We are running Chef 11 community edition at the moment, and some time ago search started to return weird results - more nodes are returned from search than actually there.
Example:
knife search node "chef_environment:environment_foo AND roles:service_foo"
This search works OK for most environments, but for 2 envs it returns more nodes that expected. In one of these 2 envs it’s almost every node within environment and in another it’s just few extra nodes.
I wonder if there is a way to diagnose what’s wrong with search?
I’ve tried to re-generate solr index already and that did not fix the issue.
Does the same happen if you use AND between your search terms?
knife search node "chef_environment:environment_foo AND roles:service_foo"
Are all of these “extra” nodes alive? If not it sounds like you need something to ensure that when nodes are decommissioned that you remove from chef server. This is the concept: https://github.com/eheydrick/aws-cleaner although implementation is specific to aws but could be applied to any environment.

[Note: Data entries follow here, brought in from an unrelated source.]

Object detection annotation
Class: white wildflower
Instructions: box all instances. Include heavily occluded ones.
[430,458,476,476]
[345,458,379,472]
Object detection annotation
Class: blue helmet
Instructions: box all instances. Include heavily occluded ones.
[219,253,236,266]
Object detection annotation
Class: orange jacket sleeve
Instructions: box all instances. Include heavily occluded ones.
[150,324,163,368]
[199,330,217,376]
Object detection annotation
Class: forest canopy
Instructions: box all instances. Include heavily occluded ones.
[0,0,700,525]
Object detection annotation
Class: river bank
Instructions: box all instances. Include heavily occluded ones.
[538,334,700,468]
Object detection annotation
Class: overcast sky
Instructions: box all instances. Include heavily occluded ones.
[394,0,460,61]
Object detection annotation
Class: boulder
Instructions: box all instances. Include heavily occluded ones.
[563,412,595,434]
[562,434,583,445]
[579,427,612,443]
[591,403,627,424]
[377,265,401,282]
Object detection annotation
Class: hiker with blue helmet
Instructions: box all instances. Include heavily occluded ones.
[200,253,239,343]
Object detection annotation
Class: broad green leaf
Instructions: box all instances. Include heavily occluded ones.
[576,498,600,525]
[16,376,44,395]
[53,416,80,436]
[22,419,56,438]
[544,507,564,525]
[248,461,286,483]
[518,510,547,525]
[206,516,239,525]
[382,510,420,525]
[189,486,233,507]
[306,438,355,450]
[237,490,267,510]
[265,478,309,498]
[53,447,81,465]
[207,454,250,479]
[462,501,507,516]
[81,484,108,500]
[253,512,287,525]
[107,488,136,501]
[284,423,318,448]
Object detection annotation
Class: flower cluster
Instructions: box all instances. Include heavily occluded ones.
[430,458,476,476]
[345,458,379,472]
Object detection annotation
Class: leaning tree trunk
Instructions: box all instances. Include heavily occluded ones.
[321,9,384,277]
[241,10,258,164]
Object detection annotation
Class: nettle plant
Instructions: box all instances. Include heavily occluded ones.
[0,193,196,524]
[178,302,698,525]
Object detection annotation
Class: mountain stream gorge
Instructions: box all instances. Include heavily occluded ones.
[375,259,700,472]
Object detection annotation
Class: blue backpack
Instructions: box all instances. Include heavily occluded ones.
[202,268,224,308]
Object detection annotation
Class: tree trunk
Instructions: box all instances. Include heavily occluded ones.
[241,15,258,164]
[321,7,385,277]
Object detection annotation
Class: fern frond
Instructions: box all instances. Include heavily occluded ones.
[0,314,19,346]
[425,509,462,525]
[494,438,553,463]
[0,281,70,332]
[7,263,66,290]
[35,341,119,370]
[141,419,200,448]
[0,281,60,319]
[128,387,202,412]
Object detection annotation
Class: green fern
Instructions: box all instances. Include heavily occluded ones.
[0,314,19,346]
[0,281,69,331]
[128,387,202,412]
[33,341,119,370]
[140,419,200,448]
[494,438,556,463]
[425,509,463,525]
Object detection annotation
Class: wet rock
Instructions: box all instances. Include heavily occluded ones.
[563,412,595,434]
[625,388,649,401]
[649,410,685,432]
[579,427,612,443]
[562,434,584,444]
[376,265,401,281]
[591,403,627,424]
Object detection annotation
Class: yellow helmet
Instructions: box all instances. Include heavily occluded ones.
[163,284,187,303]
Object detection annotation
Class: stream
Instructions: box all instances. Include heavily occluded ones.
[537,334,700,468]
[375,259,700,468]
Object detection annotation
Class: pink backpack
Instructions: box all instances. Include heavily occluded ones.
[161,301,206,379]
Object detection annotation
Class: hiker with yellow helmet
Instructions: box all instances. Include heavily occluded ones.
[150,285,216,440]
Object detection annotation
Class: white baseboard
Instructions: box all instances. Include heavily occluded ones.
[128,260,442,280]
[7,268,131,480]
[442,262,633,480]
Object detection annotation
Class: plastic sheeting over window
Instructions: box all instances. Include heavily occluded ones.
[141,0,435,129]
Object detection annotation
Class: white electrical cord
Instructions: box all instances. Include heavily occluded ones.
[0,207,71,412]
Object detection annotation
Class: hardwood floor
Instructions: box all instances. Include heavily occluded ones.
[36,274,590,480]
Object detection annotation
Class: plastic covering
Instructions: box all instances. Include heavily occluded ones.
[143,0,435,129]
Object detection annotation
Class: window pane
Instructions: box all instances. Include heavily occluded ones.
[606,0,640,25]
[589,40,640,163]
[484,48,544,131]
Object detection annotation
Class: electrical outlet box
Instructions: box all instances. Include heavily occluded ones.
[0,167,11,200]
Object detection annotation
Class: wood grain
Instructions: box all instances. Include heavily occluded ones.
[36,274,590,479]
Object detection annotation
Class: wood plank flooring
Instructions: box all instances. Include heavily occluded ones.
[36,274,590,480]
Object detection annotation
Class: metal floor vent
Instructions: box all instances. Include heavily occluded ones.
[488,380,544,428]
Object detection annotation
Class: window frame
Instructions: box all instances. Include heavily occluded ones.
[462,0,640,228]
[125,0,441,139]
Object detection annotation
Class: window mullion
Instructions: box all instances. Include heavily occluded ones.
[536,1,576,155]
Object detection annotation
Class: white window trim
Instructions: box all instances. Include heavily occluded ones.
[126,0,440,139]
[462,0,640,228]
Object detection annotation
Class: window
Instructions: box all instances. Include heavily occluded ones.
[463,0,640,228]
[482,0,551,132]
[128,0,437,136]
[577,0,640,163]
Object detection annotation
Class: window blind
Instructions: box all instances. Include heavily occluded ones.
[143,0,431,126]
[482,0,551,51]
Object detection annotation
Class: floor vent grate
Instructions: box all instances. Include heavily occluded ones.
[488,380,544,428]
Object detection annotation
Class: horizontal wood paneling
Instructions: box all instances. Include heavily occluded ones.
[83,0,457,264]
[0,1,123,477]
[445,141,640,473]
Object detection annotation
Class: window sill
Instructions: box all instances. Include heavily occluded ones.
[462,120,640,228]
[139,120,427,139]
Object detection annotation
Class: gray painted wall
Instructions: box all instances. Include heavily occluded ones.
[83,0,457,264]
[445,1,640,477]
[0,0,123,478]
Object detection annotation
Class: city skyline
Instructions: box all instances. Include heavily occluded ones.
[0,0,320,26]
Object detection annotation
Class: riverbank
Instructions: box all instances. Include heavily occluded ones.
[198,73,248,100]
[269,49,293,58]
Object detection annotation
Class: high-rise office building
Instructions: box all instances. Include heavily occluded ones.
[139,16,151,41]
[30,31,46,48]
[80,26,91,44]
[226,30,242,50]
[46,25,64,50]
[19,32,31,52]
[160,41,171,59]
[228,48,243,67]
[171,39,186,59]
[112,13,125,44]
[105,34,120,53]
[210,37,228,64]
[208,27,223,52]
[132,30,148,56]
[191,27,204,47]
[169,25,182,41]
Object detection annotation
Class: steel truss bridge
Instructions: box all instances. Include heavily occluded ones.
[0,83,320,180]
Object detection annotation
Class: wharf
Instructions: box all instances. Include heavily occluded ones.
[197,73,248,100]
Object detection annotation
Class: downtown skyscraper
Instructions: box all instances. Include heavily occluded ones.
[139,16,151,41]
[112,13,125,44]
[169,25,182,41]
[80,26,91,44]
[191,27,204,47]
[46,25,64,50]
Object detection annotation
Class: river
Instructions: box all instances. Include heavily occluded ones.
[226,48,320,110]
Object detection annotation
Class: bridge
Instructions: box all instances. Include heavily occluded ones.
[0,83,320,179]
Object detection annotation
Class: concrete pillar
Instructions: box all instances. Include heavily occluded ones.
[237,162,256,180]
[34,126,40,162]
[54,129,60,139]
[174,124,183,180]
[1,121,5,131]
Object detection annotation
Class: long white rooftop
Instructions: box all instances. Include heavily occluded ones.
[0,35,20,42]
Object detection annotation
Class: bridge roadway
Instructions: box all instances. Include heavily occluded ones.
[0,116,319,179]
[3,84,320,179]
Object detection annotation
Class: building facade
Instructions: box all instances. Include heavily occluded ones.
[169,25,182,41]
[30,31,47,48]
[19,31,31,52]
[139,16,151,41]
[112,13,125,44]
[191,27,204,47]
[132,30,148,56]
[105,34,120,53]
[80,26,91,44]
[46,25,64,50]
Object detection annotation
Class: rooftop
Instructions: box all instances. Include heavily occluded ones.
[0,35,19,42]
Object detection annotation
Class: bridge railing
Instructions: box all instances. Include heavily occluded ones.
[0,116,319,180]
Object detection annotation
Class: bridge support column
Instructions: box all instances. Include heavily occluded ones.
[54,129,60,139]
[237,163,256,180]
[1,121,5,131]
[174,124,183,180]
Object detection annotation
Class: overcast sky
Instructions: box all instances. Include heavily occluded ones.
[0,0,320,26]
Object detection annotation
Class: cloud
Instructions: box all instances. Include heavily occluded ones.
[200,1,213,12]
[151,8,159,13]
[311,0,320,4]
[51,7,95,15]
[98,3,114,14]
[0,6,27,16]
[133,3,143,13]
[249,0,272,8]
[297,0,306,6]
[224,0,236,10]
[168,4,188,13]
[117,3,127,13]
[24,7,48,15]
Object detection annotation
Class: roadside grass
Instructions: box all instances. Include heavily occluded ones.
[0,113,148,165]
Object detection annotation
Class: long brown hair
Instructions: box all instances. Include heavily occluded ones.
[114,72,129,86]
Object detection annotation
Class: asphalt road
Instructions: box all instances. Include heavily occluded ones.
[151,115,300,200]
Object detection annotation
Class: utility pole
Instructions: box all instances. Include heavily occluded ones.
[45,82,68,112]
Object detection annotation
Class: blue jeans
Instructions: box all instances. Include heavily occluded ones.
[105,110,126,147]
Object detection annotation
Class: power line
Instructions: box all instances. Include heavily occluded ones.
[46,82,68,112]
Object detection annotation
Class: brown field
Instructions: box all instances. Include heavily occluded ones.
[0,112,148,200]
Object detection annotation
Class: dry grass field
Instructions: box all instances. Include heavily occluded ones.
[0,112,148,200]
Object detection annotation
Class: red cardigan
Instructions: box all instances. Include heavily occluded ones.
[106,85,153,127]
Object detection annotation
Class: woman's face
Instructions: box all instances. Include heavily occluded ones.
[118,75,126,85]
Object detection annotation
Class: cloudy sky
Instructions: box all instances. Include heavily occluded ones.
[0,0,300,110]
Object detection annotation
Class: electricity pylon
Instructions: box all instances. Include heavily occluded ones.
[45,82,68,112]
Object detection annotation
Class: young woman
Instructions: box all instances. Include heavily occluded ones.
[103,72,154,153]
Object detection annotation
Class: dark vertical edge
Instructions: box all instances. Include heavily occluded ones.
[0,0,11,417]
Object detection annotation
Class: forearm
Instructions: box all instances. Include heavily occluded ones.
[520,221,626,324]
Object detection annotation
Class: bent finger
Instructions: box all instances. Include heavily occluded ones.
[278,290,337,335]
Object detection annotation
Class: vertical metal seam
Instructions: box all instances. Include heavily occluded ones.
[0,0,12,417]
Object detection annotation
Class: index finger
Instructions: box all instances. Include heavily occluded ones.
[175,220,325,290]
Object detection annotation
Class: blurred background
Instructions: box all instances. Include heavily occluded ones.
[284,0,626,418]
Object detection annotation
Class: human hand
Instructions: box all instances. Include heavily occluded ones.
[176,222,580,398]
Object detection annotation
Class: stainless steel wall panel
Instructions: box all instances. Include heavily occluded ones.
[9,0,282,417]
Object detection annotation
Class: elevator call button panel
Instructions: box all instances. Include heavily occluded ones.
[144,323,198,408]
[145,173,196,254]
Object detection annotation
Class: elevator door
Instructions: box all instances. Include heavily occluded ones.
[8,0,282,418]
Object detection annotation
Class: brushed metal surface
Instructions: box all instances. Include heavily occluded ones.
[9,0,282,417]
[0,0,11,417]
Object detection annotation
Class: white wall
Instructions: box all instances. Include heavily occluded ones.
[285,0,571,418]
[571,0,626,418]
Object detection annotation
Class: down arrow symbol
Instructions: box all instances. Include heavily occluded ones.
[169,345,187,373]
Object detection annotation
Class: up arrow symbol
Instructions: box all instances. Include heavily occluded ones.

Thanks for the response - somehow AND condition got missing from my original post - i.e. we have that condition in the query and for some environments that works correctly (or as expected ) but for others - does not.
Also most of these “extra” nodes are alive.
And thanks for pointing out clean-up code for chef - that’s gold!
Glad that was helpful. I have not run chef 11 in a while and its possible that there is a bug that was fixed in 12, is it possible to see if you can replicate with chef 12 in a test environment. Can you try running the same within a recipe or using chef-shell to see if its something specific to knife?
Well, we first encountered that from within a recipe - when suddenly search started to return a lot more nodes than it used to do.
So right now there is no difference between knife search node and recipe-based search.
Not sure if we have chef 12 up and running, and also it seems that problem is subtle - it did not happen for the first year or so, then it happened at small scale, now it’s bigger.
We are currently migrating to 12 since it has so much on offer, so we’ll see if that will be reproducible.
During chef-client converge search results don’t change unless there were changes to nodes (i.e. we added / removed nodes within affected environment).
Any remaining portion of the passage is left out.